GIP Contributes to Islet Trihormonal Abnormalities in Type 2 Diabetes

Abstract

Research and clinical treatments on type 2 diabetes mainly focus on insulin deficiency with little attention paid to other islet hormones. This study tested the hypothesis that glucose-dependent insulinotropic polypeptide (GIP) is involved in diabetes-associated multiislet hormone dysregulation.
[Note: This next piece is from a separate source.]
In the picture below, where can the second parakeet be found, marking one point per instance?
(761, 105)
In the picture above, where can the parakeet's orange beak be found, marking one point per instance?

This paper included a case-control study involving 92 community-based volunteers from the Baltimore Longitudinal Study of Aging (BLSA): 23 with type 2 diabetes on glucose-lowering agents, 25 with newly diagnosed drug-naïve type 2 diabetes, 19 with prediabetes, and 25 with normal glucose tolerance; a separate intervention study with 13 non-BLSA volunteers with type 2 diabetes treated with diet alone, metformin, and/or metformin/sulfonylurea combination; a rodent study; and an in vitro cell line study. An oral glucose tolerance test was performed in the BLSA participants. For the intervention study, saline (0.9% NaCl) or synthetic human GIP (20 ng · kg(-1) · min(-1)) was administered to type 2 diabetes subjects for 180 minutes together with a meal, and plasma samples were obtained at predetermined intervals for 360 minutes. A bolus of GIP or placebo was given to C57BL/6 mice. Plasma glucose, insulin, glucagon, pancreatic polypeptide (PP), glucagon-like peptide-1 (GLP-1), and GIP were measured. After an oral glucose tolerance test, glucose, glucagon, PP, GLP-1, and GIP levels were significantly elevated in type 2 diabetes groups, compared with normal and prediabetes groups. GIP infusion in type 2 diabetes subjects was associated with significantly elevated PP levels compared with placebo. The GIP bolus given to C57BL/6 mice was followed by increased PP levels. GIP receptors were found in both human and mouse PP cells. Up-regulation of GIP production may play an important role in multihormonal dysregulation in type 2 diabetes, most likely through interaction with GIP receptors on islets.